M. Duhamel pense que l’épiderme des jeunes tiges, des fleurs, des fruits, des racines, n’est pas d’une contexture absolument semblable comme l’épiderme animal de la langue, des mains, des pieds, &c. Ici l’analogie l’a induit dans une erreur que l’observation microscopique détruit facilement. L’épiderme est absolument semblable par-tout, & si les différens morceaux que l’on examine ne le paroissent pas, cela vient uniquement de la plus ou moins grande quantité, ou d’utricules, ou de parenchyme, ou d’enveloppe cellulaire, ou de réseau cortical qui reste adhérent à l’épiderme. Quand avec de l’adresse & de la patience on est venu à bout de l’en dépouiller, on remarque bientôt une ressemblance générale. Il faut cependant observer que, si l’on n’examine que la surface extérieure de l’épiderme d’une branche ou d’une racine, il pourra se faire que l’on y verra des rugosités que l’on ne retrouvera pas sur l’épiderme du fruit ou de la corolle.

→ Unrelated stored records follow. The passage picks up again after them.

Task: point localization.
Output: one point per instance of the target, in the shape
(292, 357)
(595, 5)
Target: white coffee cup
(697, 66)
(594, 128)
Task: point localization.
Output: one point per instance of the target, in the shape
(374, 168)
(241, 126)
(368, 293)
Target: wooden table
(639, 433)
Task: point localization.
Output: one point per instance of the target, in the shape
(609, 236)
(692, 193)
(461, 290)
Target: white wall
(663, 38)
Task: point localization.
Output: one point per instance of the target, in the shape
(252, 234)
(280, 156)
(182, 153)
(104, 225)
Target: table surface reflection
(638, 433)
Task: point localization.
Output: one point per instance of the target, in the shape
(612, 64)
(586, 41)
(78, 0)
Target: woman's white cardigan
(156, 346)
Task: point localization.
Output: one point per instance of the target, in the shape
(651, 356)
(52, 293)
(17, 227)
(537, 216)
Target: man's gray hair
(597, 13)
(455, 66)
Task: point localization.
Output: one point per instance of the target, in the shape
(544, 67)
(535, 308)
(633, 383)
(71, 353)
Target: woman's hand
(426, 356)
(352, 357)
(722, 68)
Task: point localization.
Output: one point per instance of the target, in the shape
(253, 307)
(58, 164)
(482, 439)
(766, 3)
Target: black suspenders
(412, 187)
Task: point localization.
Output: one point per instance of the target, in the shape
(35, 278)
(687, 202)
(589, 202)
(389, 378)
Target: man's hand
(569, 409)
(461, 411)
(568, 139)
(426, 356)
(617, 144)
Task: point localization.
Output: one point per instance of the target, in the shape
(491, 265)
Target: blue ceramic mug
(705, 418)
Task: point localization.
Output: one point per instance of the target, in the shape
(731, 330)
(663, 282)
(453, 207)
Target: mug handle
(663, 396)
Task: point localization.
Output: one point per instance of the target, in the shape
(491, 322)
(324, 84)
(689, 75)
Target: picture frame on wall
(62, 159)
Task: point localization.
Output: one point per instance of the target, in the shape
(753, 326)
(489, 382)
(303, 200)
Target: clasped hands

Mais qui ne sent pas que ces rugosités sont le produit d’une première décomposition que souffre l’épiderme de la part de l’air & des météores ? Voyez la Planche du mot Épine ; Fig. 3, l’épiderme du jasmin ; Fig. 4, celui du pommier ; Fig. 5, celui du marronnier ; Fig. 6, celui du chêne ; Fig. 7, celui du bouleau. Ils sont tous vu au microscope.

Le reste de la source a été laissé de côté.